Eine Korruptionsaffäre beim kroatischen Erdöl-Unternehmen INA, in die sein Sohn verwickelt war, habe ihm im Weg gestanden, sagt Peratovic. "Der Unternehmer Djurekovic sollte im Korruptionsskandal aussagen", so der Journalist. "Spiljak Senior soll Angst bekommen haben, dass dieser über die illegalen Praktiken seines Sohnes auspackt und dadurch die Karriere des Vaters gefährdet." Damit das alles nicht passiert, habe die politische Führung des damaligen Jugoslawien dem Geheimdienst UDBA den Befehl zum Mord an Djurekovic gegeben, sagt Peratovic. "Nach dem Mord wurde Spiljak tatsächlich jugoslawischer Präsident. Und der Geheimdienstler Josip Perkovic stieg auf zum Chef der kroatischen UDBA“.
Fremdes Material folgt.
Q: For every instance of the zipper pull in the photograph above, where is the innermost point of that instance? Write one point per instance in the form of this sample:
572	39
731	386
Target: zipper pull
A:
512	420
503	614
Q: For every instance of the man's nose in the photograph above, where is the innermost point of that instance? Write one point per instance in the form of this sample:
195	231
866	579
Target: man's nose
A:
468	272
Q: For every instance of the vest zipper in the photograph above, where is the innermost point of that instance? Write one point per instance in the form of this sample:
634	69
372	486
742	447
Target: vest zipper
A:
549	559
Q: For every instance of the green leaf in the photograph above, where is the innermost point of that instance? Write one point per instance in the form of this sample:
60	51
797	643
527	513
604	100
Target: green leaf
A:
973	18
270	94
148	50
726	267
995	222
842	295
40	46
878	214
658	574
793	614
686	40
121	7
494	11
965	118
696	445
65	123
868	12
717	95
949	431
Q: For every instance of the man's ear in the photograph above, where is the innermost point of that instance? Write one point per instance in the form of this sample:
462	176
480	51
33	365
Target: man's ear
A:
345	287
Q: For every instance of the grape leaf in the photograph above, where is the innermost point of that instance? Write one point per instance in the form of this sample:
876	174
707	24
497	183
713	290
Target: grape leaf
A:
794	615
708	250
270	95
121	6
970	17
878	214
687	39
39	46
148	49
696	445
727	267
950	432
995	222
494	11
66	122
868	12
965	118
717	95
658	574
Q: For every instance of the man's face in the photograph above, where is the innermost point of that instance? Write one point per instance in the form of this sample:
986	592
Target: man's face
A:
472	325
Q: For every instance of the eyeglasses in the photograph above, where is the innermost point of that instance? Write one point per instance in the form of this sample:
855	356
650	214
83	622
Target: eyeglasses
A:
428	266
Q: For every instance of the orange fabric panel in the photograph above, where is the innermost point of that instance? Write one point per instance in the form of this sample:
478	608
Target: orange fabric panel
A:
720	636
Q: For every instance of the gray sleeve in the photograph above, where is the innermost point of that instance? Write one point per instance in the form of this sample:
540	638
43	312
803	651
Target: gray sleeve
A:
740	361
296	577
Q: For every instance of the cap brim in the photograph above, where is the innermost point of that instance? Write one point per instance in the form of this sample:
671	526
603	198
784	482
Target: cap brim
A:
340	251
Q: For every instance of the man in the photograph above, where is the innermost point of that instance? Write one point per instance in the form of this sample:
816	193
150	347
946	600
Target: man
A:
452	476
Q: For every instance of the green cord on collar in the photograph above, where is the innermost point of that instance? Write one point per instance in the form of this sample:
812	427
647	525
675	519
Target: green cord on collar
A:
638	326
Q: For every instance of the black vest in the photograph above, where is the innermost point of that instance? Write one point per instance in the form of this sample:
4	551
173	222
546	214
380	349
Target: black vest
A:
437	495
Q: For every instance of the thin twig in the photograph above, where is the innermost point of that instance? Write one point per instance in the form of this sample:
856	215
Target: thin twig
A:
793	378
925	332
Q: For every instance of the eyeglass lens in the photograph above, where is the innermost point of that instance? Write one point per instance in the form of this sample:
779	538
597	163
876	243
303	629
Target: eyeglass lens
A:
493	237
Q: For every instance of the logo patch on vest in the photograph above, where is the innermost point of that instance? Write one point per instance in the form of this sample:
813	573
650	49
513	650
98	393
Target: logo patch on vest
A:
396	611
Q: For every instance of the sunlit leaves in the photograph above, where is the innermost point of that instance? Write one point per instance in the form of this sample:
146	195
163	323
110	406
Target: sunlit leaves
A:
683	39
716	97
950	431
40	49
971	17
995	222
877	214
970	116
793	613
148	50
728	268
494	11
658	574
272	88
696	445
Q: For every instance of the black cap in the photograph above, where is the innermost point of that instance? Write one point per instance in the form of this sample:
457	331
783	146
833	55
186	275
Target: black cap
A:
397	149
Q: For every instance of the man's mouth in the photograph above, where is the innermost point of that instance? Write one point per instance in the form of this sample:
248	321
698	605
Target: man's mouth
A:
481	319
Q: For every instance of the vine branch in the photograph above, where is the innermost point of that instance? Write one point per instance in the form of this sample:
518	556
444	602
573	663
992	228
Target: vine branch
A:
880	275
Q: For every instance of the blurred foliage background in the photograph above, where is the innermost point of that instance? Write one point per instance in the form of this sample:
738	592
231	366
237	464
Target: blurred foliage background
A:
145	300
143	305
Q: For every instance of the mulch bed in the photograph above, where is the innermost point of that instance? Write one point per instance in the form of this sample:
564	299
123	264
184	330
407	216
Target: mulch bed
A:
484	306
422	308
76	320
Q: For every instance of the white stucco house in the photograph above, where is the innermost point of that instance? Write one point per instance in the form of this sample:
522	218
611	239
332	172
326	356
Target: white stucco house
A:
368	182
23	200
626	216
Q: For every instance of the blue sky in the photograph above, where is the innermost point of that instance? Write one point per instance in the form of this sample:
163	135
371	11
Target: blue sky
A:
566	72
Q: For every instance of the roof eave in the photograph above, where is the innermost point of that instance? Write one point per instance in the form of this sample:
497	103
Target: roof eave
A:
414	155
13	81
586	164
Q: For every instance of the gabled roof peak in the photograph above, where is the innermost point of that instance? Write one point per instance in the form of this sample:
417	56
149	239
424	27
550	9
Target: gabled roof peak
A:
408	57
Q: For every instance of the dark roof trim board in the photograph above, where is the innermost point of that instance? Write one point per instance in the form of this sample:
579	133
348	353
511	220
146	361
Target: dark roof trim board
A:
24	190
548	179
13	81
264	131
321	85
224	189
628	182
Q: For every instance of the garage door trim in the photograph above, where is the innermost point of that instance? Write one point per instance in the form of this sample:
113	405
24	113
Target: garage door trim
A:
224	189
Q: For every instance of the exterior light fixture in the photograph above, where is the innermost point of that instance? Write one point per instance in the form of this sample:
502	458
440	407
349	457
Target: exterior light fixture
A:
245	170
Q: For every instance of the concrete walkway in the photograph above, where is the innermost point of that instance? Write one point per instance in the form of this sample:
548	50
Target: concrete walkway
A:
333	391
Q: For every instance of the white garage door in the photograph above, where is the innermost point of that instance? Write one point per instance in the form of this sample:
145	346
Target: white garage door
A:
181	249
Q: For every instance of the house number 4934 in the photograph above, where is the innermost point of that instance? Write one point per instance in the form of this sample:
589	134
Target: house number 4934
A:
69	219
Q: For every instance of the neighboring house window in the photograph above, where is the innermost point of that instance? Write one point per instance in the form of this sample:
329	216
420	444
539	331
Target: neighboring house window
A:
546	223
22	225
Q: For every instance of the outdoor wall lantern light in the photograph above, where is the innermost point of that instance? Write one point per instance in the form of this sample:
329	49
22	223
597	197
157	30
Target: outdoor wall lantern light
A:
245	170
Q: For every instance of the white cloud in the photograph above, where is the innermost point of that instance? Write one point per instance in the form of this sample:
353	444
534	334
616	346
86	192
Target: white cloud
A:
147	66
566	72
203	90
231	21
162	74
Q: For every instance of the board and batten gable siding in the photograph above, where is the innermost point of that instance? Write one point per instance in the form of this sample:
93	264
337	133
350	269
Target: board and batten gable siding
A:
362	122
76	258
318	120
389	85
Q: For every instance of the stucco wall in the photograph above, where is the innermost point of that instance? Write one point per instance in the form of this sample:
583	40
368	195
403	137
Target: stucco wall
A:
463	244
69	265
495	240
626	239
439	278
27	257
Der kroatische Historiker Ivo Banac behauptet im DW-Gespräch, es gebe keine Zweifel daran, dass die UDBA "eine Schlüsselinstitution in dem kommunistischen totalitären System“ Jugoslawiens war. Die UDBA kontrollierte die Gesellschaft mit Hilfe der Medien und eines dichten Netzes an Informanten, so Banac.

Hüter von Tudjmans Geheimnissen?

Doch wieso tut sich Kroatien heute so schwer mit der Auslieferung eines ehemaligen Vertreters dieses gefürchteten Geheimdienstes? Im neuen EU-Mitgliedsland wird in den Medien darüber gesprochen, dass Perkovic nach einer Auslieferung unbequeme Geheimnisse über kroatische Politiker und die verdeckten Aktionen der kroatischen und jugoslawischen Geheimdienste verraten könnte. Er soll angeblich in den 1990er Jahren sehr enge Beziehungen zum früheren kroatischen Präsidenten Franjo Tudjman gepflegt haben. Nachdem Kroatien 1991 seine Unabhängigkeit erklärt hatte, war ausgerechnet Perkovic dafür zuständig, den Geheimdienst des jungen Staates aufzubauen und zu führen. Heute sei er immer noch gut vernetzt mit ranghohen Politikern, gibt Enthüllungsjournalist Peratovic zu bedenken.

Feiernde Kroaten mit EU-Flaggen am Vorabend des EU-Beitritts ihres Landes (Foto: Getty Images)
Feierlichkeiten in Kroatien am Vorabend des EU-BeitrittsBild: AFP/Getty Images

Er wisse tatsächlich einiges über "viele wichtige Leute in Kroatien", sagte Perkovic neulich im Interview für eine kroatische Tageszeitung. Seine Worte klangen wie eine Drohung. Es gebe immer noch ein aktives Netz, das die Interessen der Seilschaften der Vergangenheit schütze, kritisiert Historiker Banac. Er hofft, dass der Druck aus dem Westen "eine Art Katalysator in der Auseinandersetzung mit den Leichen im Keller der kroatischen Geschichte“ sein kann.